Vou preservar a identidade do meu interlocutor, um engenheiro espanhol desembarcado em João Pessoa no começo da década de 1970 a serviço daquela fábrica do Distrito Industrial hoje mais conhecida pela produção de sacaria, bobinas e caixas para embalagem de artigos fabris e comerciais. Digamos que se chame Juan.
Pois bem, naqueles idos, ele se surpreendia com os olhares insistentes de uma loura belíssima sentada à mesa próxima da sua, no Elite Bar. Falo do restaurante que existiu no ponto onde a Praia de Tambaú mistura suas ondas com as de Manaíra.
Juan pediu ao garçom a suspensão do prato já solicitado, uma dose de conhaque e informações sobre a moça. Ninguém a conhecia. Era, sem dúvida, uma turista em sua primeira visita ao lugar.
A terceira dose deu a coragem da qual nosso galã precisava para abordar aquela deusa. Ela o recebeu com um sorriso largo, um abraço e a pergunta que o fez congelar dos pés à cabeça: “Como vai Cristina?”. Sim, Cristina, a brasileira com quem Juan havia casado no Paraná, de onde ele próprio e a loura provinham. Ela estava no segundo dia de visita a João Pessoa e ele aqui radicado até a conclusão do projeto de expansão da fábrica que o contratara.

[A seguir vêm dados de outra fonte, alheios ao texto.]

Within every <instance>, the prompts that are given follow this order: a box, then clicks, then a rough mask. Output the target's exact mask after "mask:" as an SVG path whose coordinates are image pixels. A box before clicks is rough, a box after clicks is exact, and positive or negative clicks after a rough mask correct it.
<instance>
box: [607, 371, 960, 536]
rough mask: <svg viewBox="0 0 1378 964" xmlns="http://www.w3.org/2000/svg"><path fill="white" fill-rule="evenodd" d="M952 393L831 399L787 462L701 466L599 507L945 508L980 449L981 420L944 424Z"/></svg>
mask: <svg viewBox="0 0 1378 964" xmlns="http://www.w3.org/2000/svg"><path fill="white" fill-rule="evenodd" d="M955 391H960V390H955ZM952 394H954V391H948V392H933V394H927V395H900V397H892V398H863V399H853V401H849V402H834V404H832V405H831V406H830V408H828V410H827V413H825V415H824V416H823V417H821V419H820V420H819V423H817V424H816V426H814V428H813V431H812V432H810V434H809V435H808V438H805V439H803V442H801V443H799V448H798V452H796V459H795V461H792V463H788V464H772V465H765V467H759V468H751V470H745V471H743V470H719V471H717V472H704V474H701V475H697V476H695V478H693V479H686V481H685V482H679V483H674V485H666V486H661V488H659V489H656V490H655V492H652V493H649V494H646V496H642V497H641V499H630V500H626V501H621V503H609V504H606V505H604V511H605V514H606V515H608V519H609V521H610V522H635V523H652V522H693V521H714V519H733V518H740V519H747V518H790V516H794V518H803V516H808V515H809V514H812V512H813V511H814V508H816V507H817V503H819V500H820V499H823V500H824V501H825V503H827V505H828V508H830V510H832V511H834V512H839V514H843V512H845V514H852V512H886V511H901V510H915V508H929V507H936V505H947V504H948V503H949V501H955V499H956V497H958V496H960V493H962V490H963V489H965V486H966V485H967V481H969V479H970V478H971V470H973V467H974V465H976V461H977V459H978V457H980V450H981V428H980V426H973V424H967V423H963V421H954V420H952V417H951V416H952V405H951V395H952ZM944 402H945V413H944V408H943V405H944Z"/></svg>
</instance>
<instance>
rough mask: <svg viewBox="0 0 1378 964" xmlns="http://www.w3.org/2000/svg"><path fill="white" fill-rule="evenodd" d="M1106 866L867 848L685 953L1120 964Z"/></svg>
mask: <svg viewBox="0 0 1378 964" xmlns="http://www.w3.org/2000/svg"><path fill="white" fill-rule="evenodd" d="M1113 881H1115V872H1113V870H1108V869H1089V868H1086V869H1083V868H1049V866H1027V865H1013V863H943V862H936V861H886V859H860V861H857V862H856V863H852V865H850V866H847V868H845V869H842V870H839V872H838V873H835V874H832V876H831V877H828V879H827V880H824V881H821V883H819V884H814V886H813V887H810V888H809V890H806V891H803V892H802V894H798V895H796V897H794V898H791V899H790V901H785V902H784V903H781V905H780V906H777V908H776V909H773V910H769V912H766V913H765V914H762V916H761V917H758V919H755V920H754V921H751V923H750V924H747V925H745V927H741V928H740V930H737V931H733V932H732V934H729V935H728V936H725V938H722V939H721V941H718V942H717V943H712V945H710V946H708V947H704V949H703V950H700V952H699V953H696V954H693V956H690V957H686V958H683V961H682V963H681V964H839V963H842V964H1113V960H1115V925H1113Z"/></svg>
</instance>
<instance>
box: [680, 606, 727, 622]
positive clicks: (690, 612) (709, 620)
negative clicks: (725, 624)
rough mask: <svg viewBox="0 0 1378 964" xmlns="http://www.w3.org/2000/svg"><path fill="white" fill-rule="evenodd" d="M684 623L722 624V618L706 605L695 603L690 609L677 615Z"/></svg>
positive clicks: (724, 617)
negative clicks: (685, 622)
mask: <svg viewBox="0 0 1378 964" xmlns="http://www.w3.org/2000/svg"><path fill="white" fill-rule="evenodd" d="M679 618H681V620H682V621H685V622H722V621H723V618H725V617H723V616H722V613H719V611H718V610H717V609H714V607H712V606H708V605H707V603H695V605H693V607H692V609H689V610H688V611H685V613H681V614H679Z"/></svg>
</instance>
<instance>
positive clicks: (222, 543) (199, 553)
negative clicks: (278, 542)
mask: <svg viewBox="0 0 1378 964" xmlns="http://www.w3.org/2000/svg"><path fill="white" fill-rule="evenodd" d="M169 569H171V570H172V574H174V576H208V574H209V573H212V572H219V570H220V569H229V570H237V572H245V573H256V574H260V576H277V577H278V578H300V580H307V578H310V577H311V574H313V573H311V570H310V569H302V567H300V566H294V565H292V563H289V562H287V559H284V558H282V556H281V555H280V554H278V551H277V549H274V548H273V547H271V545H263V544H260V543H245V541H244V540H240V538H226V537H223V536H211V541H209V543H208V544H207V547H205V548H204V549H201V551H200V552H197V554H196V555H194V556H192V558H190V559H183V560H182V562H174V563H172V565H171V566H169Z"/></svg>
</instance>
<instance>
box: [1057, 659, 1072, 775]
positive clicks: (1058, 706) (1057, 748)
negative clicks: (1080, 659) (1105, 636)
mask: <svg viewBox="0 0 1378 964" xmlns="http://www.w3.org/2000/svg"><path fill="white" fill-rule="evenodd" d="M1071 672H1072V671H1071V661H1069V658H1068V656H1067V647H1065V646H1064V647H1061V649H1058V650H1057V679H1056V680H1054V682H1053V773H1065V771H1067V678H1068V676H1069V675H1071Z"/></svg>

Não há quem não se perceba esquecido por alguém que reveja anos depois do primeiro contato. E isso, naturalmente, ocorreu à moça. “Noto que ele não se lembra de mim”, comentou com a amiga a seu lado e logo apresentada a um camarada sem jeito e sem chão.
A loura reavivou-lhe a memória. Os dois já haviam estado juntos no aniversário de um amigo em comum, em Curitiba. Ela e Cristina conheciam-se do portão e das reuniões da escola onde os filhos pequenos estudavam. Na dita festa, meia garrafa de uísque embotara os sentidos de um Juan, agora, extremamente envergonhado. Foi a explicação que teve para o lapso de memória. Afinal, fosse a moça um produto embalado em caixas que sua fábrica produzia para o Nordeste inteiro traria no rótulo, em letras graúdas, o aviso: “Inesquecível”.

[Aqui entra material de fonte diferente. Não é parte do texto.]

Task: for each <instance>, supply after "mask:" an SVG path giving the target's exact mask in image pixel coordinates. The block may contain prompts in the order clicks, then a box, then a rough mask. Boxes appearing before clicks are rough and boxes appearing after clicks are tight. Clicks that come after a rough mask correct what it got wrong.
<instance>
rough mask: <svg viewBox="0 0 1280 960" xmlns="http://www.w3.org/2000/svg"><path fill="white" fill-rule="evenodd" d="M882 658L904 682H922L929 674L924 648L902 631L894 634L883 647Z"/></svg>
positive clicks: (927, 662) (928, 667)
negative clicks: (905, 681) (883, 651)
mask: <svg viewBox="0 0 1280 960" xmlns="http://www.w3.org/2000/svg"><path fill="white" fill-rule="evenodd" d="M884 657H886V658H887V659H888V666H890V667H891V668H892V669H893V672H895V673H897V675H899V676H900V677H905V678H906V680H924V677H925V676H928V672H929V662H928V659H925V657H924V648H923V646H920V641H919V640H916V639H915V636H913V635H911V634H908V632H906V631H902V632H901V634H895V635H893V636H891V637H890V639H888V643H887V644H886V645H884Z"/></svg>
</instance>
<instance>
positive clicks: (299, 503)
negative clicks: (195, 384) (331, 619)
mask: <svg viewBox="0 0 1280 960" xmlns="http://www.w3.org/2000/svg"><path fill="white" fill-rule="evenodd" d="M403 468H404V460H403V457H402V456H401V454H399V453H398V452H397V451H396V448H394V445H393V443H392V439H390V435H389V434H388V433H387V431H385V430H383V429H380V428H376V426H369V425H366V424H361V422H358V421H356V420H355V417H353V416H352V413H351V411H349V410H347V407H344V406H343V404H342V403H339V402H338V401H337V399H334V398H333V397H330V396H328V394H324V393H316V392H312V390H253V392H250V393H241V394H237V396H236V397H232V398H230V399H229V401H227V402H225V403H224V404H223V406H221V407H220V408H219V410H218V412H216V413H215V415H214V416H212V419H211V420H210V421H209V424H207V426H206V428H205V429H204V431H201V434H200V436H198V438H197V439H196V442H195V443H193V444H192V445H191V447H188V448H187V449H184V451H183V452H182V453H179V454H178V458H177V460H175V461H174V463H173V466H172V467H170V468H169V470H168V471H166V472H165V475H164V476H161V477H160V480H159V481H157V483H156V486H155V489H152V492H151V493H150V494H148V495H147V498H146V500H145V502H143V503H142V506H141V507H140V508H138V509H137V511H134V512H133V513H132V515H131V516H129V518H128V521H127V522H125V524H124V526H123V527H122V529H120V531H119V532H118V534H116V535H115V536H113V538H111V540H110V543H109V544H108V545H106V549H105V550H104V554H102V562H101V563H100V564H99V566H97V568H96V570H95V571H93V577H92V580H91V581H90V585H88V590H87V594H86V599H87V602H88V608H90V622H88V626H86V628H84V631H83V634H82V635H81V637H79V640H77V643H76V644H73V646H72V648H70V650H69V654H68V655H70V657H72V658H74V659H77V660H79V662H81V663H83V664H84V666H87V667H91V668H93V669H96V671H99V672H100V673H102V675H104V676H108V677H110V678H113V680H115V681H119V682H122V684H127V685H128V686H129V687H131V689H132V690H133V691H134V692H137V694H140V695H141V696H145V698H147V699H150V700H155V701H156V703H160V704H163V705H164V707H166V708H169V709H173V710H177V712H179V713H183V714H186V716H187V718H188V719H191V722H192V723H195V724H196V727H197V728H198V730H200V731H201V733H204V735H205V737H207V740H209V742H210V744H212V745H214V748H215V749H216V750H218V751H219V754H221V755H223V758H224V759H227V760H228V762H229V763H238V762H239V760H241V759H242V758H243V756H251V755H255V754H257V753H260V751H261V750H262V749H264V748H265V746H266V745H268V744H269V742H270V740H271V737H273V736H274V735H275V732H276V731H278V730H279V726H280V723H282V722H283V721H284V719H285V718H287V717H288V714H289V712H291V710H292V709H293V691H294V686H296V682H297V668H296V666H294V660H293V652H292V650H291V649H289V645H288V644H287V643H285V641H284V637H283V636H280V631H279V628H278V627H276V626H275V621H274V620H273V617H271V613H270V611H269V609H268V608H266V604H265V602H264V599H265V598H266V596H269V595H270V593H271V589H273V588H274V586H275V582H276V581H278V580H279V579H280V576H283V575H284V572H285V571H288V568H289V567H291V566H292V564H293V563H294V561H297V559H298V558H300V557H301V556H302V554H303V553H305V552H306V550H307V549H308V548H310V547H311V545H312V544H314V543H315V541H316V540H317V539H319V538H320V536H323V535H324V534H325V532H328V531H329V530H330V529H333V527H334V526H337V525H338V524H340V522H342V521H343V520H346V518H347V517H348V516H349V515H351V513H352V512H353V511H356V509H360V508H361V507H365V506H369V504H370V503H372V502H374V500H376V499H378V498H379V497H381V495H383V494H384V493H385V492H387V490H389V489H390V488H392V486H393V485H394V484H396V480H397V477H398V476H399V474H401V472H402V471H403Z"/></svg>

Quanto a mim, lembro muito do que dele ouvi no pátio da Klabin, a maior produtora e exportadora de papéis para embalagens do Brasil, empreendimento tão gigantesco que deu origem ao município de Telêmaco Borba.

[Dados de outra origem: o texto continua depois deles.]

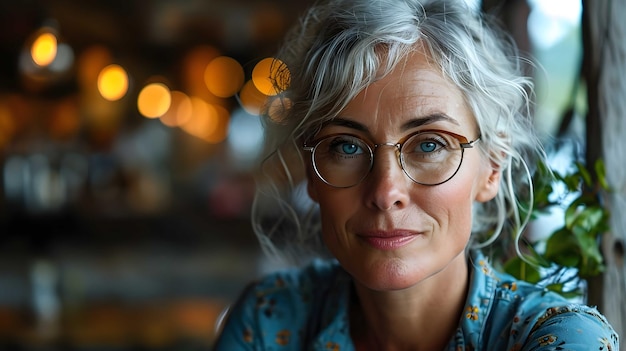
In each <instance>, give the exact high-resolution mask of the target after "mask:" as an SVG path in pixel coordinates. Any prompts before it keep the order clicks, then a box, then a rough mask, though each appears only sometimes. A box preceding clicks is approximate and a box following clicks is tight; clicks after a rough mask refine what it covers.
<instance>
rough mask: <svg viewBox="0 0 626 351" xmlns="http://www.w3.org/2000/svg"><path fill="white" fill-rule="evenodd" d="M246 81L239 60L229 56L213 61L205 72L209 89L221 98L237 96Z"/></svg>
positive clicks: (242, 68) (204, 76) (206, 80)
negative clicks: (238, 60)
mask: <svg viewBox="0 0 626 351" xmlns="http://www.w3.org/2000/svg"><path fill="white" fill-rule="evenodd" d="M244 80H245V78H244V72H243V67H241V64H240V63H239V62H237V60H235V59H233V58H231V57H228V56H220V57H217V58H215V59H213V60H212V61H211V62H210V63H209V64H208V65H207V67H206V69H205V71H204V82H205V83H206V86H207V88H208V89H209V91H210V92H211V93H213V94H214V95H215V96H218V97H221V98H227V97H231V96H233V95H235V94H237V92H238V91H239V89H241V86H242V85H243V82H244Z"/></svg>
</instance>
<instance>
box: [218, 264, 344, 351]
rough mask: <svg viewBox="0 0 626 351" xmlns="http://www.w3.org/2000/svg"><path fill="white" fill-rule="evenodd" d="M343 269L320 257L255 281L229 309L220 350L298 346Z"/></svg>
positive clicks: (248, 287) (218, 340) (218, 339)
mask: <svg viewBox="0 0 626 351" xmlns="http://www.w3.org/2000/svg"><path fill="white" fill-rule="evenodd" d="M340 272H341V270H340V268H339V266H338V265H337V264H336V263H334V262H332V261H321V260H318V261H314V262H312V263H311V264H310V265H307V266H306V267H302V268H297V269H295V268H294V269H288V270H281V271H278V272H275V273H272V274H269V275H266V276H265V277H263V278H262V279H261V280H259V281H256V282H253V283H251V284H250V285H249V286H248V287H247V288H246V289H245V290H244V292H243V293H242V294H241V295H240V297H239V299H238V301H237V302H236V303H235V304H234V305H233V306H232V308H231V309H230V310H229V312H228V316H227V317H226V321H225V323H224V325H223V329H222V331H221V334H220V336H219V338H218V342H217V347H216V350H232V349H237V350H240V349H241V350H245V349H248V348H246V347H247V346H249V347H252V345H255V347H261V349H266V348H265V347H267V346H268V345H269V344H271V345H273V346H288V347H292V348H293V347H295V346H296V345H297V344H298V343H299V338H300V336H301V335H302V333H303V332H304V331H305V329H306V327H307V324H308V323H310V319H311V315H312V311H313V310H314V309H315V308H316V305H318V304H319V303H320V300H323V299H324V293H325V292H326V291H328V290H330V287H331V286H332V285H333V284H335V282H336V279H335V277H336V276H337V275H338V274H340ZM235 345H237V346H235ZM249 349H254V348H249Z"/></svg>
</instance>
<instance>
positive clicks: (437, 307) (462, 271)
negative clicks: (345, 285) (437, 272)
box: [350, 254, 469, 351]
mask: <svg viewBox="0 0 626 351" xmlns="http://www.w3.org/2000/svg"><path fill="white" fill-rule="evenodd" d="M468 276H469V274H468V270H467V260H466V257H465V255H464V254H461V255H459V257H457V258H456V259H455V260H454V261H452V262H451V263H450V265H448V266H447V267H446V268H445V269H444V270H443V271H441V272H439V273H437V274H436V275H435V276H432V277H429V278H428V279H426V280H424V281H422V282H420V283H418V284H416V285H414V286H413V287H410V288H408V289H404V290H401V291H385V292H380V291H372V290H369V289H367V288H366V287H363V286H360V285H358V284H356V283H355V292H356V295H357V296H356V299H354V300H355V302H354V303H353V306H352V307H351V311H350V315H351V316H350V319H351V333H352V338H353V340H354V341H355V347H356V349H357V350H390V351H391V350H441V349H444V348H445V346H446V345H447V343H448V342H449V340H450V338H451V337H452V335H453V334H454V332H455V331H456V328H457V327H458V323H459V318H460V316H461V314H462V312H463V308H464V304H465V300H466V297H467V289H468V280H469V278H468Z"/></svg>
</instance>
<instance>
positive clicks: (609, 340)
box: [485, 273, 619, 350]
mask: <svg viewBox="0 0 626 351" xmlns="http://www.w3.org/2000/svg"><path fill="white" fill-rule="evenodd" d="M494 282H495V283H494V284H495V285H496V286H495V289H494V290H493V291H494V294H493V296H492V308H491V311H490V317H489V319H490V321H491V322H492V323H490V324H491V325H492V326H494V328H493V330H492V331H491V332H489V331H486V332H485V335H488V336H489V339H491V340H492V342H496V341H495V340H498V342H500V343H504V344H506V349H507V350H527V349H528V350H530V349H532V350H544V349H545V350H555V349H556V350H559V349H563V350H591V349H594V350H618V345H619V342H618V336H617V333H616V332H615V331H614V330H613V328H612V327H611V325H610V324H609V323H608V322H607V320H606V318H605V317H604V316H603V315H602V314H601V313H600V312H598V310H597V309H596V308H594V307H590V306H587V305H584V304H577V303H572V302H571V301H569V300H567V299H565V298H564V297H562V296H561V295H559V294H557V293H554V292H551V291H548V290H547V289H545V288H543V287H540V286H537V285H534V284H529V283H527V282H524V281H520V280H516V279H515V278H513V277H511V276H509V275H506V274H501V273H496V274H495V279H494Z"/></svg>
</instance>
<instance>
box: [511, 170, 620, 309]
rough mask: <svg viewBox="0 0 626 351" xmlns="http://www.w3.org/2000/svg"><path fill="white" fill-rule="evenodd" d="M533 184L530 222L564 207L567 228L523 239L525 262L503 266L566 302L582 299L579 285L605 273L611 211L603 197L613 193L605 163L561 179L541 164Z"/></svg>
mask: <svg viewBox="0 0 626 351" xmlns="http://www.w3.org/2000/svg"><path fill="white" fill-rule="evenodd" d="M533 184H534V190H533V195H534V199H533V208H532V213H531V214H530V216H531V217H530V218H531V221H532V220H537V219H538V218H540V217H542V216H546V215H548V214H550V213H552V210H553V209H555V208H556V207H561V208H563V209H564V211H563V213H564V215H563V216H564V217H563V221H562V223H563V226H562V227H560V228H558V229H556V230H555V231H553V232H552V233H550V234H549V235H548V236H546V237H543V238H540V239H537V240H534V241H532V240H528V239H527V238H524V242H525V243H526V247H525V250H524V256H523V257H519V255H513V257H511V258H509V259H508V260H507V261H506V262H505V263H504V267H503V268H504V271H505V272H507V273H509V274H511V275H513V276H514V277H516V278H518V279H521V280H525V281H528V282H531V283H535V284H541V285H544V286H546V287H547V288H548V289H550V290H553V291H556V292H558V293H560V294H562V295H563V296H565V297H569V298H573V297H577V296H581V295H584V294H585V292H584V291H583V290H582V289H581V285H582V284H581V280H584V279H587V278H590V277H593V276H596V275H598V274H600V273H602V272H603V271H604V268H605V267H604V262H603V257H602V253H601V252H600V237H601V235H602V234H603V233H605V232H606V231H608V230H609V224H608V219H609V211H608V209H607V208H605V206H603V203H602V192H603V191H606V192H608V191H610V188H609V186H608V184H607V181H606V177H605V168H604V162H603V161H602V160H598V161H597V162H596V163H595V165H594V167H593V170H590V169H588V168H587V167H586V166H585V165H584V164H583V163H580V162H577V163H575V168H574V170H573V171H570V172H567V173H558V172H556V171H554V170H551V169H550V168H549V166H548V165H546V164H543V163H540V164H538V167H537V170H536V172H535V174H534V175H533ZM527 205H528V204H526V206H524V205H522V206H520V209H521V211H522V212H523V211H524V209H528V206H527ZM527 213H528V212H527V210H526V214H527ZM523 214H524V213H523Z"/></svg>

Eu acompanhava, na ocasião, um pequeno grupo de jornalistas ali desembarcado a convite de Armando, um dos donos da fábrica e então pré-candidato ao Senado pela Paraíba. Era época na qual o empresariado estimulava o lançamento de candidaturas à Assembleia Nacional Constituinte da qual surgiria a Carta Magna de 1988. O propósito era conter a expansão dos partidos de Centro-Esquerda e suas propostas ao projeto de reforma constitucional. Não era, Dr. Ulysses? Pois bem, a Autolatina apostou mais alto e elegeu o campinense Raymundo Lyra. Armando Klabin desistiu da empreitada sem sobressaltos, quero crer, porquanto a causa já estaria em boas mãos.
Era época, também, das explosões do dólar, fenômeno que alarmava grandes, médios e pequenos veículos da imprensa brasileira cujas oficinas dependiam, sobretudo, da importação de papel e filmes. Perguntei por que a Klabin não ajudava a suprir o mercado interno e a resposta de alguém me surpreendeu: “Não queremos o governo aqui dentro”. Eu havia esquecido de que o papel-jornal mal deixara de sair da mira dos generais.
Tenho cá, também, meus lapsos, meu caro Juan. Não lembro se os colegas Rubens Nóbrega e Carmélio Reynaldo estavam conosco à mesa do Gambrinus onde outro Armando, o primo pobre, sentou-se com o primo rico interessadíssimo no Senado e no contato com as Redações.
Foi ali onde recebemos o convite para conhecer a impressionante indústria de papel Klabin. Exatamente, ali, a poucos passos do local onde funcionou o extinto Elite Bar, ponto do reencontro embaraçoso do nosso espanhol com a loura dos seus sonhos.